Paludan-Müller made a thought-provoking contribution on Cultural heritage in conflict. He has worked on the topic for a number of years, and the most recent initiative was a conference on how to prevent the looting of Syria’s cultural heritage that took place in Sofia in September this year. The presentation in Bergen, however, focused on the Norwegian Institute for Cultural Heritage Research‘s efforts together with the Worlds Monument Fund for establishing collaboration between Armenian, Turkish and international researchers in order to highlight the common history of the region before the fatal events during WWI. A joint workshop was organized in 2013 under the title Ani in Context. Ani is a ruined Armenian city from the medieval period that is now situated in the Kars province in Turkey, but very close to the border with Armenia. The aim was to conduct a site survey in the region, assess the endangered monuments, and promote the potential benefits that the local communities can gain by preserving their heritage. Paludan-Müller also discussed factors that threatens the cultural heritage in the Middle East more generally.
The final presentation by Angeletaki discussed what we can do for Documenting the loss. As an archaeologist now working as a research librarian at NTNU, she is involved in several projects that concerns digital humanities. Some of these are directly linked to the cultural heritage in conflicts in the Middle East, such as CyArk. CyArk is an international non-profit organization with the mission of creating a free, 3D online library of the world’s cultural heritage sites before they are lost to natural disasters, destroyed in development projects and wars, or ravaged by the passage of time. She furthermore expressed concerns that so few archaeologists are involved in debates about endangered heritage.

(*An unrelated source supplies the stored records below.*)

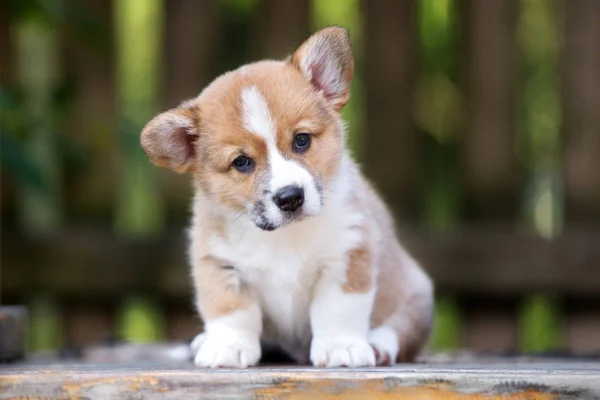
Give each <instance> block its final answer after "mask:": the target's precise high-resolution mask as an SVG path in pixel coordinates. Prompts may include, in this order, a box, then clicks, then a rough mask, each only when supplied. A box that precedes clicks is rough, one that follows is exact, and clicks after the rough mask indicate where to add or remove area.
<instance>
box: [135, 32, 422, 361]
mask: <svg viewBox="0 0 600 400" xmlns="http://www.w3.org/2000/svg"><path fill="white" fill-rule="evenodd" d="M353 73H354V60H353V56H352V50H351V45H350V41H349V37H348V33H347V32H346V30H345V29H343V28H339V27H329V28H325V29H323V30H321V31H319V32H317V33H316V34H314V35H313V36H311V37H310V38H309V39H308V40H307V41H306V42H304V43H303V44H302V45H301V46H300V47H299V48H298V49H297V50H296V52H295V53H294V54H293V55H291V56H289V57H288V58H287V59H286V60H284V61H260V62H256V63H253V64H249V65H245V66H243V67H241V68H239V69H237V70H235V71H232V72H228V73H226V74H224V75H222V76H220V77H218V78H217V79H216V80H214V81H213V82H212V83H211V84H210V85H209V86H208V87H206V88H205V89H204V90H203V91H202V93H200V95H199V96H198V97H196V98H194V99H191V100H188V101H186V102H184V103H182V104H181V105H180V106H179V107H177V108H175V109H172V110H170V111H167V112H164V113H162V114H160V115H158V116H157V117H155V118H154V119H153V120H152V121H150V122H149V123H148V124H147V125H146V127H145V128H144V129H143V131H142V133H141V145H142V147H143V149H144V151H145V152H146V154H147V155H148V157H149V158H150V160H151V161H152V162H153V163H154V164H156V165H159V166H163V167H168V168H171V169H173V170H175V171H179V172H189V173H191V174H192V176H193V183H194V187H195V197H194V200H193V221H192V226H191V229H190V231H189V238H190V242H191V244H190V263H191V266H192V277H193V281H194V287H195V293H196V306H197V309H198V312H199V313H200V315H201V317H202V319H203V320H204V326H205V330H204V333H201V334H200V335H198V336H197V337H196V339H195V340H194V341H193V343H192V350H193V352H194V354H195V364H196V365H198V366H200V367H248V366H252V365H255V364H257V363H258V361H259V359H260V357H261V344H260V343H261V340H262V339H266V340H272V341H275V342H277V343H278V344H279V345H281V347H282V348H283V349H284V350H286V351H287V352H289V354H290V355H292V356H293V357H294V358H295V359H296V360H297V361H298V362H299V363H308V362H309V361H310V362H312V364H313V365H315V366H319V367H340V366H347V367H364V366H374V365H390V364H394V363H395V362H401V361H412V360H414V358H415V357H416V355H417V354H418V353H419V351H420V350H421V348H422V347H423V345H424V344H425V342H426V341H427V338H428V334H429V330H430V325H431V319H432V305H433V286H432V283H431V281H430V279H429V277H428V276H427V275H426V274H425V273H424V272H423V270H422V269H421V268H420V267H419V265H418V264H417V262H416V261H415V260H414V259H413V258H411V256H410V255H409V254H408V253H407V252H406V251H405V250H404V248H403V247H402V246H401V244H400V243H399V242H398V239H397V237H396V234H395V231H394V222H393V219H392V216H391V214H390V212H388V210H387V208H386V206H385V205H384V203H383V202H382V200H381V199H380V198H379V196H378V195H377V193H376V191H375V190H374V189H373V187H372V186H371V185H370V184H369V183H368V182H367V181H366V180H365V178H364V177H363V175H362V174H361V172H360V170H359V168H358V167H357V165H356V164H355V163H354V162H353V161H352V159H351V158H350V155H349V153H348V151H347V150H346V148H345V145H344V140H345V134H344V124H343V122H342V119H341V117H340V111H341V110H342V107H344V105H345V104H346V102H347V101H348V99H349V97H350V81H351V79H352V76H353Z"/></svg>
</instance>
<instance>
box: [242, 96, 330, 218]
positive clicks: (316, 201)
mask: <svg viewBox="0 0 600 400" xmlns="http://www.w3.org/2000/svg"><path fill="white" fill-rule="evenodd" d="M241 98H242V112H243V124H244V128H245V129H246V130H248V131H249V132H251V133H253V134H255V135H257V136H260V137H261V138H263V139H264V140H265V142H266V144H267V151H268V157H267V158H268V160H269V169H270V176H269V182H268V185H267V187H266V188H265V189H267V190H268V192H269V193H267V194H266V195H265V198H263V202H264V204H265V207H266V215H265V217H266V218H268V220H269V222H271V223H272V224H274V225H276V226H279V225H280V224H281V223H282V222H284V221H283V215H282V212H281V211H280V210H279V209H278V208H277V206H276V205H275V203H274V202H273V200H272V197H273V195H275V194H276V193H277V192H278V191H279V190H281V189H282V188H283V187H285V186H289V185H295V186H299V187H301V188H302V189H304V205H303V207H302V208H303V214H305V215H315V214H317V213H318V212H319V211H321V200H320V195H319V192H318V191H317V187H316V184H315V180H314V178H313V176H312V175H311V174H310V173H309V172H308V171H307V170H306V169H305V168H303V167H302V166H301V165H300V164H298V163H297V162H296V161H294V160H288V159H285V158H284V157H283V156H282V155H281V152H280V151H279V149H278V148H277V141H276V137H277V128H276V126H277V125H276V123H275V120H274V118H273V115H272V113H271V111H270V110H269V106H268V104H267V101H266V100H265V98H264V97H263V96H262V94H261V93H260V92H259V90H258V88H257V87H256V86H251V87H248V88H244V89H243V90H242V95H241ZM289 145H290V147H291V146H292V143H291V142H290V144H289Z"/></svg>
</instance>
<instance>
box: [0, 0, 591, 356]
mask: <svg viewBox="0 0 600 400" xmlns="http://www.w3.org/2000/svg"><path fill="white" fill-rule="evenodd" d="M52 5H62V7H58V6H57V7H52ZM1 7H2V9H1V13H0V29H1V31H0V59H1V60H2V69H0V90H2V98H1V100H2V111H3V112H2V114H3V125H2V141H3V144H2V161H3V163H2V173H3V174H2V189H3V190H2V211H3V237H2V296H3V297H2V300H3V302H5V303H7V302H13V303H14V302H19V303H25V304H27V305H29V306H30V310H31V329H30V344H31V348H32V349H42V348H49V347H55V346H56V345H57V344H60V343H63V344H64V343H70V344H74V345H84V344H88V343H91V342H93V341H96V340H101V339H103V338H105V337H106V336H107V335H109V334H112V335H114V334H118V335H121V336H123V337H125V338H127V339H130V340H140V341H143V340H155V339H164V338H170V339H174V338H188V337H191V336H192V335H193V334H195V333H196V332H197V331H198V330H199V329H200V322H199V321H198V320H197V318H196V317H195V316H194V313H193V310H192V307H191V294H190V293H191V292H190V282H189V279H188V272H187V266H186V262H185V253H184V252H185V242H184V240H183V234H182V232H183V226H184V224H185V223H186V220H187V218H188V214H189V212H188V210H189V207H188V202H189V196H190V190H189V187H188V182H187V178H186V177H181V176H174V174H173V173H170V172H168V171H162V170H158V169H156V168H153V167H152V166H150V164H149V163H148V161H147V160H146V158H145V157H144V155H143V154H142V152H141V149H140V148H139V144H138V136H139V132H140V130H141V127H142V126H143V124H144V123H145V122H146V121H148V120H149V119H150V118H151V117H152V115H154V114H155V113H156V112H158V111H160V110H163V109H166V108H169V107H172V106H175V105H176V104H178V103H179V102H180V101H181V100H183V99H186V98H189V97H192V96H195V95H196V94H197V93H198V92H199V91H200V90H201V88H202V87H203V86H204V85H206V84H207V83H208V82H209V81H210V80H211V79H212V78H213V77H215V76H216V75H218V74H219V73H221V72H223V71H226V70H229V69H232V68H235V67H237V66H238V65H240V64H242V63H245V62H249V61H252V60H255V59H260V58H264V57H270V58H282V57H284V56H285V55H287V54H288V53H289V52H290V51H292V50H293V49H294V48H295V46H297V45H298V44H300V43H301V42H302V41H303V40H304V39H305V38H306V37H307V36H308V34H309V33H310V32H311V31H313V30H314V29H316V28H318V27H321V26H325V25H329V24H340V25H344V26H346V27H349V28H350V32H351V36H352V40H353V44H354V51H355V55H356V58H357V76H356V79H355V81H354V82H353V97H352V99H351V101H350V103H349V105H348V106H347V108H346V109H345V110H344V117H345V118H346V120H348V122H349V124H350V146H351V147H352V149H353V151H354V153H355V154H356V156H357V158H358V159H359V160H360V161H361V163H362V164H363V165H364V169H365V171H366V172H367V174H368V175H369V176H370V177H371V178H373V179H374V181H375V182H376V183H377V184H378V186H379V187H380V189H381V191H382V192H383V193H384V195H385V197H386V199H387V201H388V203H389V204H390V205H391V206H392V207H393V209H394V211H395V212H396V214H397V215H398V220H399V221H401V229H400V232H401V234H402V235H401V236H402V237H403V238H404V240H405V241H406V244H407V246H408V247H409V248H410V249H411V250H412V251H413V252H414V253H415V254H416V255H417V256H418V258H419V259H421V260H422V262H423V264H424V266H425V267H426V269H427V270H428V271H429V272H430V273H431V275H432V276H433V277H434V280H435V281H436V285H437V290H438V303H437V310H436V329H435V332H434V335H433V338H432V342H431V344H432V347H434V348H438V349H439V348H454V347H462V346H467V347H474V348H480V349H522V350H526V351H542V350H557V349H561V348H568V349H574V350H577V351H593V350H597V349H600V335H598V334H597V333H598V332H599V331H600V300H599V298H600V296H598V293H600V291H599V290H600V273H598V271H597V269H598V268H599V267H600V44H599V43H598V38H600V24H598V21H600V2H599V1H596V0H569V1H566V0H562V1H558V0H556V1H555V0H503V1H494V0H421V1H417V0H403V1H397V0H377V1H370V0H369V1H367V0H363V1H358V0H331V1H329V0H328V1H321V0H313V1H308V0H222V1H208V0H203V1H200V0H198V1H191V0H169V1H166V0H119V1H109V0H89V1H86V2H76V1H63V2H52V1H46V2H39V3H38V2H36V1H33V0H31V1H21V2H19V1H13V2H5V4H4V5H2V6H1Z"/></svg>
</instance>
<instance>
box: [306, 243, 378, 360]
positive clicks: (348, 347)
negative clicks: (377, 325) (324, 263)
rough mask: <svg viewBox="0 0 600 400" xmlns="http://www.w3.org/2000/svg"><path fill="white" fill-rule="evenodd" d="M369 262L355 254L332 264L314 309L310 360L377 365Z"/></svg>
mask: <svg viewBox="0 0 600 400" xmlns="http://www.w3.org/2000/svg"><path fill="white" fill-rule="evenodd" d="M357 252H358V250H357ZM353 254H354V255H356V256H353ZM369 261H370V260H368V259H366V258H365V257H359V256H358V253H351V255H350V257H349V262H348V264H347V265H342V264H341V263H340V264H337V265H330V266H328V268H326V269H325V271H324V272H323V275H322V276H321V278H320V280H319V281H318V282H317V285H316V287H315V292H314V297H313V301H312V304H311V310H310V318H311V325H312V332H313V340H312V343H311V348H310V359H311V361H312V363H313V364H314V365H315V366H319V367H340V366H347V367H364V366H373V365H375V354H374V352H373V349H372V347H371V345H370V344H369V341H368V332H369V320H370V316H371V309H372V307H373V298H374V288H373V276H372V271H371V266H370V265H368V262H369Z"/></svg>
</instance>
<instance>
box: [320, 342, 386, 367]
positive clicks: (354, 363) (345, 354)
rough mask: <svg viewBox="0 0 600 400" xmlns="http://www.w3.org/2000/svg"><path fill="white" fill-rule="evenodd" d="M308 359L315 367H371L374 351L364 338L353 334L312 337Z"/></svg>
mask: <svg viewBox="0 0 600 400" xmlns="http://www.w3.org/2000/svg"><path fill="white" fill-rule="evenodd" d="M310 361H311V362H312V363H313V365H315V366H317V367H372V366H374V365H375V353H374V352H373V348H372V347H371V345H370V344H369V342H368V341H367V339H366V338H362V337H354V336H342V337H330V338H314V339H313V341H312V344H311V346H310Z"/></svg>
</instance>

Each presentation was followed by engaged discussions by the participants and Yannis Hamilakis, who stressed in his concluding remarks the importance of always bringing to the fore the burning topics that we had to share during the seminar. We hope that our meeting in Bergen will find a continuation in another venue in Norway or abroad. An interesting proposal was to participate in some of the sessions on Archaeological ethics in the coming World Archaeology Congress in Kyoto, Japan.
From our side, we would like to thank all the participants for an inspiring exchange of experiences and ideas!